Une après-midi de printemps, c’était vers 1993, je me rendis à Versailles par le train de banlieue de la ligne Plaisir-Paris. J’avais alors vingt ans, peut-être un peu plus ou un peu moins, et j’avais décidé de commencer à lire de la philosophie. Dans l’introduction à son œuvre maîtresse le monde comme volonté et comme représentation, Schopenhauer recommandait à ses futurs lecteurs de lire d’abord Platon, Kant et quelques textes de la Bhagavad Gita. Je m’étais procuré la critique de la raison pure et comptais bien profiter de mon voyage pour avancer dans cette lecture difficile. Je progressais alors très péniblement dans le livre de Kant, ne comprenant qu’une phrase sur trois et ne voyant pas très bien où tout cela pouvait conduire. D’ailleurs le préfacier, un éminent universitaire, ne disait-il pas que la théorie de la connaissance kantienne était rendue caduque par les dernières avancées de la science moderne ? Quoi qu’il en soit, je m’obstinai dans ma laborieuse lecture.
J’étais quasiment seul dans le wagon et ce n’est pas sans surprise que j’entendis soudain une voix très proche, très aiguë et plaintive s’adresser à moi : « Bonjour » Levant la tête de mon livre je vis que mon interlocuteur était un petit homme tout gris, chétif et d’aspect misérable, peut-être un sans-abri. Sans doute allait-il me demander une pièce. Voyant que je le regardais il continua : « Je suis à la rue et j’écris des poèmes que je vends pour gagner un peu d’argent. Voulez-vous m’acheter un poème ? » Sa voix était vraiment très aiguë, comme celle d’un châtré et je lui fis signe de la tête que non, puis me replongeai dans ma lecture, assez incommodé par cette diversion. A l’époque, seule la musique et la philosophie étaient d’importance pour moi, et la poésie me semblait un jeu précieux et futile destiné à quelques esthètes et autres originaux.
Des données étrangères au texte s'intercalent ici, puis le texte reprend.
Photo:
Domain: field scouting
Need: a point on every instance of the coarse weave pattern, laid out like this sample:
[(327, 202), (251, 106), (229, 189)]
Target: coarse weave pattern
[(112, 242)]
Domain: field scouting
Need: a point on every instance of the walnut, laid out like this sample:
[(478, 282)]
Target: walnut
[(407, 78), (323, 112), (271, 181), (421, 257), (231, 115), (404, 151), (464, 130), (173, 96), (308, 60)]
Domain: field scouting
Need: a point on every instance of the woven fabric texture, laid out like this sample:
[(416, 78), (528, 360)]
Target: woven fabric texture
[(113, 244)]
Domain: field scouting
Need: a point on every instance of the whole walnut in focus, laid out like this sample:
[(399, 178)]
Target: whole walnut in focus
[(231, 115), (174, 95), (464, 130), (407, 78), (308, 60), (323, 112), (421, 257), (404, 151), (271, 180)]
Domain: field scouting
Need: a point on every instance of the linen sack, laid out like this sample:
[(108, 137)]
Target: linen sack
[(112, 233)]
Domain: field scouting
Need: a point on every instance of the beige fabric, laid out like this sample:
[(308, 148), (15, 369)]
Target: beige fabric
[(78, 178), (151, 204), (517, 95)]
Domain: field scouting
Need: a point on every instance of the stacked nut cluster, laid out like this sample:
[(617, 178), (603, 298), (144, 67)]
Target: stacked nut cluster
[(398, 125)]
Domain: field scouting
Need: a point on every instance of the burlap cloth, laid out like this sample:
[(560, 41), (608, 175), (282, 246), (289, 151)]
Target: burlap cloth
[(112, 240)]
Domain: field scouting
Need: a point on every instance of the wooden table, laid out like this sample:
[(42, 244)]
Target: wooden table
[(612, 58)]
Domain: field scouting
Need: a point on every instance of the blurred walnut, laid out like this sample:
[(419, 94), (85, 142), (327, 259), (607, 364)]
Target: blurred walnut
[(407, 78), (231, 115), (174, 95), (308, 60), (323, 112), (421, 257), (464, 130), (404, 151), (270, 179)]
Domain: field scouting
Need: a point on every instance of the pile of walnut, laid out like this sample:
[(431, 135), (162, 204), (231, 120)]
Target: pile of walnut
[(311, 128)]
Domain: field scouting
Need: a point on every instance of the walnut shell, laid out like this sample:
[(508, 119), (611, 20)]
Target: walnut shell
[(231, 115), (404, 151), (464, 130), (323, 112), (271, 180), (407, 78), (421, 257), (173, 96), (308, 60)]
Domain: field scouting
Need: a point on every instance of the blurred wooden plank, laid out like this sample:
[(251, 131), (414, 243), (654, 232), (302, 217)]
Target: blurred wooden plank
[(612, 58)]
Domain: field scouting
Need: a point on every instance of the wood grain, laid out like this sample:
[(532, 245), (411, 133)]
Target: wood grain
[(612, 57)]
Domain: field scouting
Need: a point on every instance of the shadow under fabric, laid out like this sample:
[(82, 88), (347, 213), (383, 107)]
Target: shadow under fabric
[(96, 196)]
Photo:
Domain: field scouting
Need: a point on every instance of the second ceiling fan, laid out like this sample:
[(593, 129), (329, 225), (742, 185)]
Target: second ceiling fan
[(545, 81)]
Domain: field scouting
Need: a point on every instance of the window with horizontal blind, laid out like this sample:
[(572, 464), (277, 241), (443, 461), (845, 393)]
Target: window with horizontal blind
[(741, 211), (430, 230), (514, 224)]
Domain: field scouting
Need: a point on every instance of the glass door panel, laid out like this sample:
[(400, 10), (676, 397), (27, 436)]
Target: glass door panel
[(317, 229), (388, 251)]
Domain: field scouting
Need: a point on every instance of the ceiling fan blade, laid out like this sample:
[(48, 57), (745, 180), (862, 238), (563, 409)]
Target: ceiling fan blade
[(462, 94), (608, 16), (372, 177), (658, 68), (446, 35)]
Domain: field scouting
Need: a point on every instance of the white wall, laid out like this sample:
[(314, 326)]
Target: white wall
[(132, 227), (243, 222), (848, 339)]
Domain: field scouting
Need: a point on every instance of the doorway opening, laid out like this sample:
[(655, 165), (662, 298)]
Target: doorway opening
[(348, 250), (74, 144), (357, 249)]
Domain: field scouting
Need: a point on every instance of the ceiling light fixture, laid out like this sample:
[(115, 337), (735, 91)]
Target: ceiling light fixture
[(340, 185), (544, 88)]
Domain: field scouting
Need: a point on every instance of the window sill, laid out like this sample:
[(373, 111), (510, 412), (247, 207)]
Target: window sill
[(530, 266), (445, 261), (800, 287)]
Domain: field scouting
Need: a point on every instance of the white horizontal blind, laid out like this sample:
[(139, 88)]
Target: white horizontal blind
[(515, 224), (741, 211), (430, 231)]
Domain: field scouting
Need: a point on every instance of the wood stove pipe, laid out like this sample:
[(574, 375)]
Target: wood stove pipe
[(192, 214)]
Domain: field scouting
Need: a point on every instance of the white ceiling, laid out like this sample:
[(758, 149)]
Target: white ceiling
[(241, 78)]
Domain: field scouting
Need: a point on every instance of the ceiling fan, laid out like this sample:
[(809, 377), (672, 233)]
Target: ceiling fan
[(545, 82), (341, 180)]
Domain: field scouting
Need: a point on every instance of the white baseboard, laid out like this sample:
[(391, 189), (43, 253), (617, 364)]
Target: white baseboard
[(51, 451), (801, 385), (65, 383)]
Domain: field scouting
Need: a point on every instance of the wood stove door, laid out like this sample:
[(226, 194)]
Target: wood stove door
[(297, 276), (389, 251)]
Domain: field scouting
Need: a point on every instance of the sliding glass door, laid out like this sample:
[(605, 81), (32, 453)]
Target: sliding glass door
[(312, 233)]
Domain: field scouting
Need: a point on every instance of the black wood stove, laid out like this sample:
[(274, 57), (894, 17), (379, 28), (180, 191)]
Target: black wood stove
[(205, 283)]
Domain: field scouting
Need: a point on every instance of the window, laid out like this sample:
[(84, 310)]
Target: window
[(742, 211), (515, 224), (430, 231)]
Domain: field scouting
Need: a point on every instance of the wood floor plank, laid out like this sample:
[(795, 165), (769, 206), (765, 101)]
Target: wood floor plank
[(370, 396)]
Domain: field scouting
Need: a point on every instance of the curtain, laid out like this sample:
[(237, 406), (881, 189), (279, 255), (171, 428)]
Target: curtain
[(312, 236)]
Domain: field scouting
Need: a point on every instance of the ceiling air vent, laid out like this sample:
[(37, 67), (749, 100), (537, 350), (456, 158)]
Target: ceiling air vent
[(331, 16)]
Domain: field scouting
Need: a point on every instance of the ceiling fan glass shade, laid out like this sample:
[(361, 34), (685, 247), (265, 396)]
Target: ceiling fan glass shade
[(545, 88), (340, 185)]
Mais, contrairement à ce que j’espérais, l’homme ne continua pas son chemin dans le wagon. Il resta planté devant moi d’une façon presque menaçante : « Alors, vous ne voulez pas mes poèmes ? » Dit-il cette fois sur un ton ouvertement agressif. Il y avait quelque chose de méchant et de perçant dans son regard et je compris qu’il ne renoncerait pas avant d’avoir obtenu quelque chose. Aussi, de fort mauvaise grâce, je pris un peu de monnaie qui traînait dans ma poche, deux pièces de cinquante centimes, et les lui tendis. Il prit les pièces sans rien dire et me donna une feuille de papier à petits carreaux sur laquelle était écrit un poème au stylo-bille. Puis il partit et disparut. J’étais à présent totalement déconcentré, ne parvenant pas à reprendre ma lecture de Kant et passais la fin du voyage à regarder le paysage défiler, pris d’un sentiment oscillant entre l’irritation et l’inquiétude. Arrivé en gare de Versailles-Chantier, je jetai la feuille dans une poubelle sans même en avoir lu le contenu et pris la direction du château.
Toute cette histoire est vraie. Environ sept ans plus tard, je commençai à produire mes premières tentatives d’écriture poétique.